The Animal Works 'Imagine Africa' dinner is to be held at Ripples Restaurant, Deck C, Chowder Bay Road, Mosman (that's in Sydney, not in Africa), from 6.30pm on Wednesday, February 22. Bookings: call Ripples on 99603000 or email Tammie at tammiekmatson@gmail.com

The cost is $95 per head, but before you say 'no, that's too much, even for Zimbabwe and the rhinos', let me point out that this includes a $50 donation to the charity, and the other $45 covers dinner, a glass of bubbles on arrival, and red and white wine during the meal. Given the price of drinks in Sydney I reckon $45 for a meal and wine - hell, even the full $95 - is pretty good. Plus, you get to ask Peter about the mouse.


Sunday, December 18, 2011

A monumental experience

Here's a picture of a cheetah, next to what appears to be a termite mound with a slit in it but which is, in fact, a man-made underground viewing hide.

There are two people inside the hide. The cheetah seems to be saying, hmmm, I love these things, crunchy on the outside, soft on the inside.

Who, you might ask, would be so silly as to sit in such a thing, with an esky (cooler box) full of beer while wild animals come and stick their faces, trunks and other bits and bobs through the aforementioned hole?

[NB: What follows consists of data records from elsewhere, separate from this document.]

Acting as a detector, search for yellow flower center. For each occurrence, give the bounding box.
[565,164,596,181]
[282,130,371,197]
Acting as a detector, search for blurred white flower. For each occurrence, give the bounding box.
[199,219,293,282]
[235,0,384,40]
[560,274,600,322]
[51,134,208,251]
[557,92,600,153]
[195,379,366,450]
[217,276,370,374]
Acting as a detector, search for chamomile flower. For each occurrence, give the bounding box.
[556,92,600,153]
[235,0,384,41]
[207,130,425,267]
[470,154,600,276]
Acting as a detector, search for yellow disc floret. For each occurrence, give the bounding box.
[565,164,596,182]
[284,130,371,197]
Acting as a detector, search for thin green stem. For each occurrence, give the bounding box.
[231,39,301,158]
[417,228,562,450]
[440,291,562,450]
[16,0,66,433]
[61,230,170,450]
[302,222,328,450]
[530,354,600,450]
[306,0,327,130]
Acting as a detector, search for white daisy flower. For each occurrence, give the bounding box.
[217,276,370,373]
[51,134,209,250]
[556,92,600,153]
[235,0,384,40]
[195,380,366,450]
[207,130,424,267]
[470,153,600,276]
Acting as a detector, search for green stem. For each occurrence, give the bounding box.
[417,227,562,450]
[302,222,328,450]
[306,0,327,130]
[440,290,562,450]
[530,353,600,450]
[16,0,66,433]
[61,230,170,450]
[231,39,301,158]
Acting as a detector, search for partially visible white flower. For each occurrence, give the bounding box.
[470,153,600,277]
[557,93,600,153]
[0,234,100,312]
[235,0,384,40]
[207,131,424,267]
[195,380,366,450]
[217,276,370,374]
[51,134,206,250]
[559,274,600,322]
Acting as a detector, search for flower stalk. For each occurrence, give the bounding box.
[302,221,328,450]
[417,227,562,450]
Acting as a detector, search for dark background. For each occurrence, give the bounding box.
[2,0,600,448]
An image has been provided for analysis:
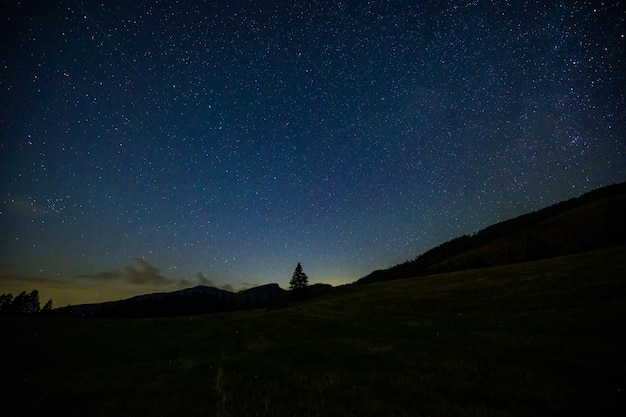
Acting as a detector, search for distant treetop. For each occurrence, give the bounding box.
[289,263,309,290]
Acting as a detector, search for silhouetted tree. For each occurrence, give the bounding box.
[5,290,41,314]
[42,299,53,313]
[10,291,29,314]
[289,263,309,291]
[0,293,13,313]
[26,290,41,314]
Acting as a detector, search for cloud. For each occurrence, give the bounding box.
[74,261,233,292]
[124,258,172,285]
[0,273,71,288]
[177,279,193,288]
[195,272,215,287]
[195,272,235,291]
[76,270,123,281]
[240,282,257,290]
[173,272,235,292]
[74,259,173,286]
[0,273,74,307]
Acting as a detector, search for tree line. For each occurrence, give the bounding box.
[0,290,52,315]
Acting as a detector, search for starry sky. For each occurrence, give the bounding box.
[1,0,624,306]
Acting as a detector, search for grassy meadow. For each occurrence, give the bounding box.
[2,246,625,416]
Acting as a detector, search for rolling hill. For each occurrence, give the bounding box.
[358,182,626,284]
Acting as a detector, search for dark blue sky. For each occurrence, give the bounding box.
[1,0,624,305]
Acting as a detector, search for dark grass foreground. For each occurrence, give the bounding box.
[2,246,625,416]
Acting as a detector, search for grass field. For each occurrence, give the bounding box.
[2,246,625,416]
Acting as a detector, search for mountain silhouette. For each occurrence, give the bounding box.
[358,182,626,284]
[58,284,286,318]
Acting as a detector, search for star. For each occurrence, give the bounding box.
[0,0,623,305]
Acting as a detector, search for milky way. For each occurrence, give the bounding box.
[1,1,624,305]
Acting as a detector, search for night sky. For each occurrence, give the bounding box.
[1,1,624,306]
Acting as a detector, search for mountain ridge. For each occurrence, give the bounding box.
[58,283,286,318]
[358,182,626,284]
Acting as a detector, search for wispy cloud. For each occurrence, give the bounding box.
[195,272,235,291]
[76,259,171,286]
[240,282,258,291]
[0,272,74,306]
[75,260,236,291]
[0,273,71,288]
[124,258,172,285]
[76,270,123,281]
[195,272,215,287]
[177,278,193,288]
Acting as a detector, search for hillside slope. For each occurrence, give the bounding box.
[359,182,626,284]
[4,246,625,417]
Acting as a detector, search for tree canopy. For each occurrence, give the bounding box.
[0,290,51,315]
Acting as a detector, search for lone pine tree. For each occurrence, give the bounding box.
[289,262,309,290]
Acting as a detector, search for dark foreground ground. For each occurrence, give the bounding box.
[2,246,625,416]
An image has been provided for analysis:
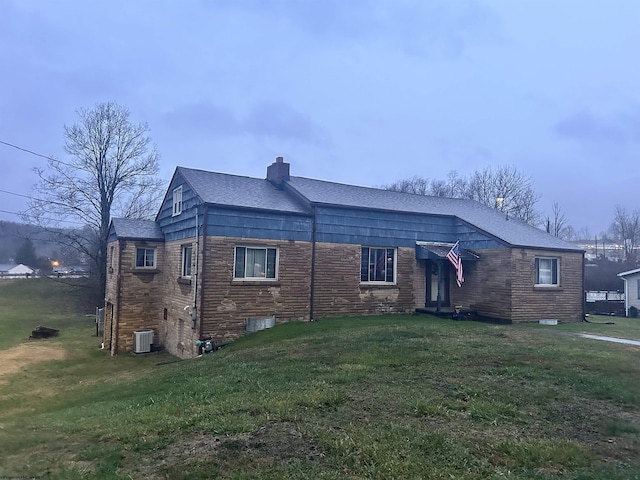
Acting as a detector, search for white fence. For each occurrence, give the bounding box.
[585,291,625,302]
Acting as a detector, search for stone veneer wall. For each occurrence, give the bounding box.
[159,237,201,358]
[198,237,313,343]
[509,248,583,322]
[104,239,164,354]
[448,248,583,323]
[311,244,423,319]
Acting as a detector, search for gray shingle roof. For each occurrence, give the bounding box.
[177,167,309,214]
[111,218,164,240]
[286,176,581,251]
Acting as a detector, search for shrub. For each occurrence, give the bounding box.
[629,306,639,318]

For the answer, I urge you all to waste a little more time and click through to my Getaway Magazine blog here. There's a report on my recent travels in Zimbabwe and my stay at 'The Hide', one of the most beautiful game lodges I've ever been to.

As for the here and now, I'm in the gold mining town of Barberton, where I believe The Power of One was set. I don't know for sure, as I saw the movie and didn't read the book. I'm doing a bit of research for Book 10.

Friday, December 16, 2011

Bom dia

Which means, i think, good morning in portuguese.
My iphone seems to have given up on facebook so i'm trying to blog from it now. Excuse the typos and lack of capitals (and words) as i'm using the infuriatingly tiny keyboard.

Mrs blog and i are now back in south africa after 10 lovely days on the beach in mozambique. I shall now attempt to post a pic or two.

Should they materialise they are, in whatever order and wherever they appear, of my 'office' overlooking the beach at ponta da barra near inhambane (the office being our campsite) and a fetching shot of a goat hitching a lift on a truck bound for the capital, maputo.

Wednesday, November 09, 2011

A nice review from The Times



Greetings, all, from the very hot Biyamiti Bushveld Camp in the Kruger National Park. As I type this I'm watching 20 elephants and four buffalo jostling for position in the remaining pools in the Biyamiti River, just on the other side of the camp fence.

It doesn't get much better than that, my LOF (Legion of Fans... all three of you) unless, of course, you get a generally favourable review of your latest book in a UK daily broadsheet, such as The Times. And looky here what just appeared, last weekend.....

The Times,
Saturday, November 5
Book Reviews, Fiction
Peter Millar

Tony Park has set himself the mammoth task of re-creating a quite different world, also going from bad times to worse, in African Dawn, a sprawling family history of Rhodesia-Zimbabwe from the 1950s to the present day. We start with the 1959 protests about bus fares that highlighted the plight of unempowered native Africans in their own country, and continue through to the brutal expulsions of white farmers from what they, in turn, considered their ancestral lands in recent years.

There are a few stereotypes in the wronged black child who goes on to become a corrupt evil warlord and big-game poacher, the womanising gun-slinging colonial who goes off the rails, his hard-done-by introverted brother and two generations of up-for-it plucky gals. But there is probably some truth in all of them.

The anthropomorphising of a loner black rhino calf jars at first but he goes on to become an important leitmotif running through a half century of blood-soaked history. Park’s obvious role model is that great master of the colonial epic, Wilbur Smith, whose fans will not be disappointed to have found their spiritual heir.


Some big words in there, but not bad, eh? (I'd probably prefer to be Wilbur's actual monetary heir, rather than spiritual heir, but I'll take whatever I can get).